… / Manufacturing


A roadmap for success

As part of the focus to improve its overall environmental performance, Airbus has put an emphasis on maximising the use of eco-efficient technologies and processes at the company’s production sites around the globe. To manage this effort, Airbus launched Blue5 – which draws the roadmap for reducing the environmental footprint of Airbus manufacturing activities by 2020. 

Airbus’ Blue5 initiative deals with the five areas of environmental focus for sustainable development incorporated the group-wide Vision 2020 strategic roadmap of Airbus parent company EADS (the Airbus Group’s predecessor): energy, waste, volatile organic compounds (VOCs), water and CO2 – and covers all Airbus sites and functions in Europe.

Specific Blue5 objectives are to be reached by 2020 (based on 2006 levels – iso-revenue and iso-perimeter).

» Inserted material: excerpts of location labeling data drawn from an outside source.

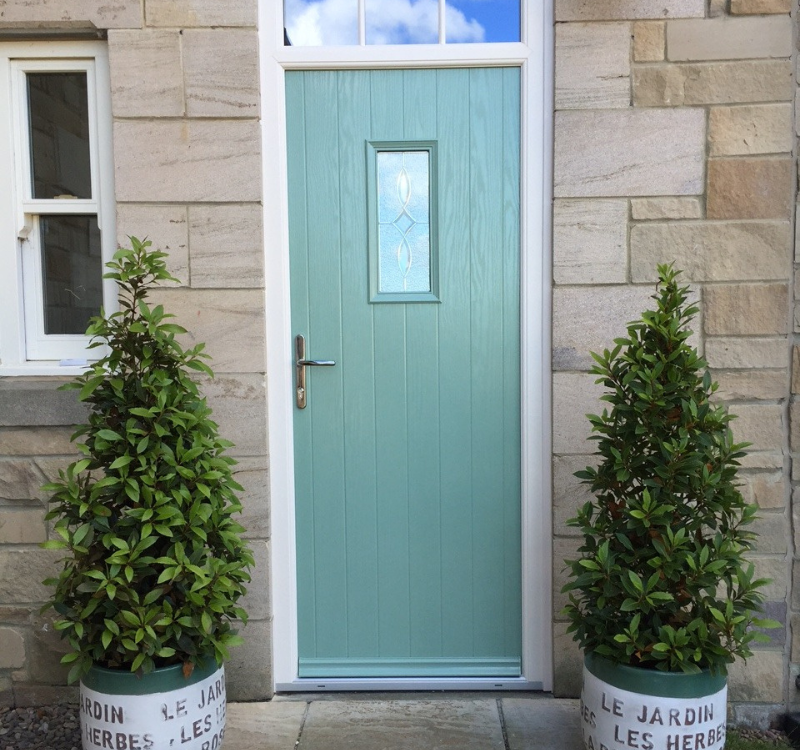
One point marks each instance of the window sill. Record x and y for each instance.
(41, 368)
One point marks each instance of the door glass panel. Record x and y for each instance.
(479, 21)
(71, 272)
(404, 221)
(314, 23)
(59, 135)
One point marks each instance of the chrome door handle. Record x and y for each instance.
(300, 365)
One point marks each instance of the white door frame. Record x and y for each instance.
(534, 57)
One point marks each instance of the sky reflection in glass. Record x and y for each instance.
(335, 22)
(404, 221)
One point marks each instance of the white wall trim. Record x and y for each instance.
(534, 56)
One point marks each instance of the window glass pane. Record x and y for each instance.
(59, 135)
(311, 23)
(404, 221)
(402, 21)
(482, 21)
(71, 271)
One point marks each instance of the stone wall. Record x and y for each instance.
(185, 103)
(674, 141)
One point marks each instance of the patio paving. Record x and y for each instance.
(404, 722)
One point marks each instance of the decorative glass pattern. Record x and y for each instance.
(404, 246)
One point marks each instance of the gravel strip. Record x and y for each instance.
(40, 728)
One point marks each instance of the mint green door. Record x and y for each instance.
(407, 453)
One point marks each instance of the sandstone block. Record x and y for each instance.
(590, 318)
(252, 474)
(717, 8)
(221, 72)
(773, 530)
(569, 493)
(712, 83)
(738, 353)
(612, 10)
(740, 385)
(574, 396)
(746, 309)
(749, 188)
(795, 626)
(760, 680)
(759, 424)
(795, 371)
(19, 480)
(729, 38)
(22, 572)
(775, 569)
(165, 226)
(592, 65)
(568, 663)
(146, 74)
(249, 670)
(629, 152)
(589, 241)
(45, 652)
(72, 14)
(22, 526)
(564, 548)
(42, 441)
(227, 246)
(794, 426)
(35, 403)
(240, 408)
(12, 649)
(759, 7)
(257, 600)
(767, 489)
(753, 129)
(187, 161)
(193, 13)
(655, 209)
(232, 326)
(649, 40)
(711, 252)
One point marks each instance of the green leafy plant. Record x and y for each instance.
(156, 562)
(661, 581)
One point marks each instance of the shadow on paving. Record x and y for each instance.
(399, 722)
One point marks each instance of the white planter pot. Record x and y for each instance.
(642, 709)
(159, 711)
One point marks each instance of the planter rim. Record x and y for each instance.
(654, 682)
(162, 680)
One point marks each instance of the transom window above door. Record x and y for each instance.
(380, 22)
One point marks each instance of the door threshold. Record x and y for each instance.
(408, 684)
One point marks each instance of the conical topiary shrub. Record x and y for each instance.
(156, 563)
(662, 581)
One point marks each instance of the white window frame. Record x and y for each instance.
(534, 56)
(24, 347)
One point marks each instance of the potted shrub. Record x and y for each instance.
(661, 596)
(148, 592)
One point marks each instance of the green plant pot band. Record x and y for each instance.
(122, 682)
(653, 682)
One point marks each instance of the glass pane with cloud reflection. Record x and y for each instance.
(497, 20)
(313, 23)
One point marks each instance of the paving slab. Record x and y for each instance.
(402, 725)
(542, 724)
(264, 726)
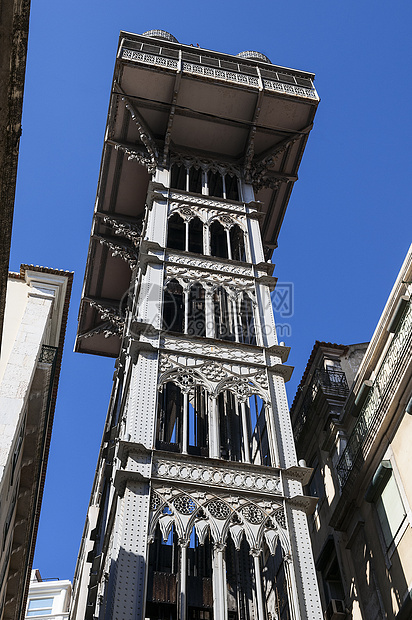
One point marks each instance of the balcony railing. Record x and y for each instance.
(374, 408)
(331, 382)
(284, 81)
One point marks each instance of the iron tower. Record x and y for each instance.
(197, 510)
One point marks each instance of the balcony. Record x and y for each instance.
(331, 382)
(235, 70)
(377, 402)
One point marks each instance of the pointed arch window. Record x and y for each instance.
(198, 422)
(178, 177)
(247, 329)
(195, 236)
(230, 427)
(231, 187)
(215, 184)
(237, 243)
(162, 577)
(196, 323)
(195, 180)
(224, 316)
(170, 418)
(259, 442)
(218, 240)
(173, 307)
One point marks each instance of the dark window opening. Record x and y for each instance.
(218, 240)
(232, 187)
(199, 614)
(247, 331)
(230, 425)
(316, 487)
(196, 236)
(196, 325)
(237, 243)
(162, 581)
(173, 308)
(178, 177)
(328, 565)
(176, 234)
(195, 180)
(169, 418)
(198, 423)
(215, 184)
(259, 445)
(275, 584)
(224, 319)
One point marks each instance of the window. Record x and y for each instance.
(185, 235)
(224, 316)
(196, 323)
(328, 566)
(218, 240)
(237, 243)
(170, 414)
(176, 234)
(191, 179)
(316, 487)
(173, 308)
(39, 607)
(384, 494)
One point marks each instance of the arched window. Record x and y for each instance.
(170, 418)
(239, 580)
(230, 426)
(259, 443)
(224, 317)
(218, 240)
(275, 584)
(178, 177)
(176, 233)
(195, 236)
(162, 577)
(237, 243)
(232, 187)
(173, 308)
(196, 324)
(195, 180)
(215, 184)
(247, 329)
(198, 422)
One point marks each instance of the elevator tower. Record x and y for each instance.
(197, 510)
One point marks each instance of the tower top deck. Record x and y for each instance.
(170, 102)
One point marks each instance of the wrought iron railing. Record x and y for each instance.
(374, 409)
(289, 84)
(331, 382)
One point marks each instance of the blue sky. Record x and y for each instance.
(348, 224)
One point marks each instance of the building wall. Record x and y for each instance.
(48, 599)
(363, 464)
(35, 321)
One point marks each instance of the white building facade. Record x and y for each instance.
(34, 328)
(48, 600)
(197, 508)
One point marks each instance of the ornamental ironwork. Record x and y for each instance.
(253, 515)
(184, 504)
(373, 410)
(219, 509)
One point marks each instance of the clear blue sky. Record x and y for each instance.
(348, 224)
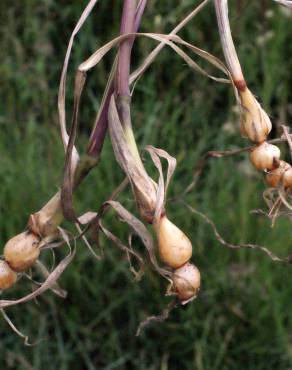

At the end of 2013 projects across Airbus and employee efforts have allowed the company to achieve:

• 33.4 per cent reduction in energy consumption (heat and power)
• 65.7 per cent reduction in industrial water discharge
• 49.0 per cent reduction in water consumption
• 47.2 per cent reduction in waste production (non-recycled)
• 40.3 per cent reduction in CO₂ emissions (Scope 1 from fix sources and Scope 2)
• 50.7 per cent reduction in volatile organic compounds (VOC) emissions

* Figures validated January 2014

Staying on course

In January 2007, Airbus became the first aerospace enterprise to receive ISO 14001 environmental certification covering each of the company’s production sites and products throughout a lifecycle approach. This means Airbus uses a robust Environmental Management System (EMS) to continually monitor the environmental impact of its processes and products at each stage of activity. The certification was successfully renewed in 2010, and once again in 2013 for a further three years.

Airbus’ ISO 14001 certification is not a static process, with two internal reporting campaigns conducted annually to check environmental achievements and compare with the company’s objectives. Every three years, a complete re-certification is performed with participation of independent third-party auditors.

Better buildings worldwide

Airbus’ North Factory in the UK – which produces wings for the A350 XWB family – is optimized for energy savings.

Airbus manufacturing locations around the world employ a mixture of environmentally-friendly construction and power solutions to reduce energy consumption. This includes geo-thermal systems that use pipes to gather natural heat from the ground for application in maintaining appropriate building temperatures. 

In addition, biomass-powered boilers – in service at the Airbus North Factory in Broughton, UK – uses carbon-neutral fuels for fewer emissions, while the Tianjin, China A320 Family production facility’s energy consumption is enhanced by 2.1 km. of skylights for natural lighting. 

In Toulouse, France, the A350 XWB final assembly facility has been outfitted with 22,000 square-metres of photovoltaic cells, which convert light energy into useable electricity. This technology also is in service at the A400M final assembly line in San Pablo, Spain – generating enough power to meet 10 per cent of the plant’s total needs.

Reducing harmful VOCs

Airbus uses new techniques to boost the eco-efficiency of its aircraft painting processes.

As part of its on-going commitment for a “greener” environment, Airbus has introduced new technologies and processes to reduce the amount of harmful VOCs released during aircraft production. A successful example of this approach already has reached maturity at Airbus’ site in Saint-Nazaire, France, which employs a patented mirror milling system – a clean alternative technology for the milling of aircraft fuselage panels that produces no VOCs. 

Airbus also uses innovation and operational improvements to boost the eco-efficiency of its aircraft painting procedures. At the core of this effort is the company’s “base coat, clear coat” livery painting method, which requires only one layer of thick paint and a layer of varnish or clear coat for protection – significantly reducing the volume of paint necessary per aircraft.  

The use of solvents to clean painting equipment also has been reduced by 90 per cent by changes to the distribution methods, as well as through the use of lighter disposable wipes. In Hamburg, Germany, electrostatic guns keep paint mist to a minimum while exhaust air is cleaned and treated – ensuring that particles of paint can be disposed of separately.

Did you know?

"In the last 40 years, the aviation industry has cut fuel burn and CO2 emissions by70%, NOx emissions by 90% and noise by 75%."